Pengantar:
Tahukah anda dengan musik Panting atau seni tradisional Banjar lainnya? Bila tidak, rasanya adalah hal yang wajar. Karena kini, music tradisional sudah sangat jarang diperdengarkan dan digelar, khususnya di Kabupaten Hulu Sungai Tengah (HST).
Menyedihkan memang. Karena ternyata, di HST terdapat sebuah kampung seni tempat lahirnya seni tradisional dan pekerjanya. Namun semua itu kini serasa tak lagi berarti, seiring tenggelamnya seni tradisional dari permukaan. Melalui tulisan ini, setidaknya aku dapat mengemukakan kegelisahan tentang terpuruknya seni tradisional, bahkan ditanahnya sendiri. Ah, panggung mungkin memang bukan untuk seni tradisional.

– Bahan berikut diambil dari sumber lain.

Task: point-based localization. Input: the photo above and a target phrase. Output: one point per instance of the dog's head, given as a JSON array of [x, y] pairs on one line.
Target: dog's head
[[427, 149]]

….. dengan Bismillah kami ucapkan, ala sayang
Panting dikatik baadung tangan
Lagu dialun nang dibawakan, ala sayang
Kisahnya nasib marista badan …..
Alunan nada lagu berjudul Kilir-Kiliran itu mengalun. Perlahan, sendu diiringi dentingan dawai Panting yang dipetik. Membelah malam Desa Barikin, Kecamatan Haruyan, Kabupaten Hulu Sungai Tengah (HST).
Merupakan hal biasa bagi warga desa itu, ketika malam-malam mendengar alunan musik tradisional. Dari yang mendayu-dayu seperti alunan musik Panting, hingga yang rancak seperti musik penggiring Wayang Gung (Wayang Orang; sebagian orang menyebutnya Wayang Gong-red) atau Kuda Gipang (juga dikenal dengan istilah Kuda Gepang-red). Alunan musik tradisional dimalam hari, bak tembang pengantar tidur bagi mereka. Begitulah, hal biasa oleh warga Desa Barikin yang mungkin tak biasa bagi sebagian orang.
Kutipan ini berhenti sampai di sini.